In a secure environment such as a GP surgery, veterinary practice or hospital where visitors have to register their attendance, this information gives the operations team a clear indication of who is present and how long they have been waiting. With strict SLAs its very helpful to have this information available instantly and to be alerted when there are potential problems. The system can also be used to automatically alert members of staff that they are required to meet clients.
It’s no secret that commercial security and access control systems are a valuable resource for the police and government security services when it comes to reducing and preventing crime. Surveillance systems can offer live feeds and downloads that help to build up a highly accurate picture of crimes, ranging from vandalism to terrorism. Sophisticated automated systems can also alert security teams to suspicious behaviour in real time.
As well as prevention, integrated security is a powerful tool in criminal investigation. CCTV, along with intruder alarms and access control systems can be cross-referenced to collate an accurate picture of a criminal act or attack – which is also perfect for criminal evidence and prosecutions. With straightforward and rapid access to required footage when it’s needed, the job of any investigation team is made easier and is far more likely to be successful.

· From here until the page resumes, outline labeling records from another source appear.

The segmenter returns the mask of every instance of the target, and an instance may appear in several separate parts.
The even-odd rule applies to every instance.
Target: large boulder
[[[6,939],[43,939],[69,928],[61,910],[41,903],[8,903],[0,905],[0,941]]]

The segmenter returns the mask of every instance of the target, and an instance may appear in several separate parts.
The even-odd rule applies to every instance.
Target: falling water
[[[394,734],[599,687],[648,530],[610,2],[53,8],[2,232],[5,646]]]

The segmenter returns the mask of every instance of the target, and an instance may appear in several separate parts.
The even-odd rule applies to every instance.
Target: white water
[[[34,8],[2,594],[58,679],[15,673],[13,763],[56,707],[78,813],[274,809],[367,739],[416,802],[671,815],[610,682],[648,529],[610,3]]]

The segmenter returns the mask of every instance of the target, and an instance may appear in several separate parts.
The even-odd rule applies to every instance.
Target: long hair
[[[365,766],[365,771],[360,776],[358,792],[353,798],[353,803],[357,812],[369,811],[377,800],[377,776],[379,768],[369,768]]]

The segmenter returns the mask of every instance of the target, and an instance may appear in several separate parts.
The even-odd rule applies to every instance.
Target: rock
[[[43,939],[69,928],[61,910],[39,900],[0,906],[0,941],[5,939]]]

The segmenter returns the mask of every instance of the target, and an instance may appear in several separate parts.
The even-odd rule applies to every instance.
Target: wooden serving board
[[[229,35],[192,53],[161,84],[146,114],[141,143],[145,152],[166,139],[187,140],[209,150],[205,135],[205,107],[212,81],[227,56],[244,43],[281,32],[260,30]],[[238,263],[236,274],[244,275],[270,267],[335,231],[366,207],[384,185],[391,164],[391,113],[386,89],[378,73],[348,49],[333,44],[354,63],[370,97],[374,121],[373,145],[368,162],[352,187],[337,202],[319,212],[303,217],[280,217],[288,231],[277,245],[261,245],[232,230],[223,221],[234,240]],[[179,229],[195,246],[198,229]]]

The real power of modern integrated security and access control is that it can replace and actually exceed the ability of a human operator in sensing issues – be it employee theft, productivity issues, customer service problems or fighting crime.
As the ‘eyes and ears’ of an organisation this technology helps to make operations as secure and efficient as possible, whilst protecting the interests of the business, its employees and customers. It is reliable, incorruptible and dispassionate, offering a wholly objective view of any situation. Undoubtedly, as the technology continues to evolve it will present even more solutions in the future.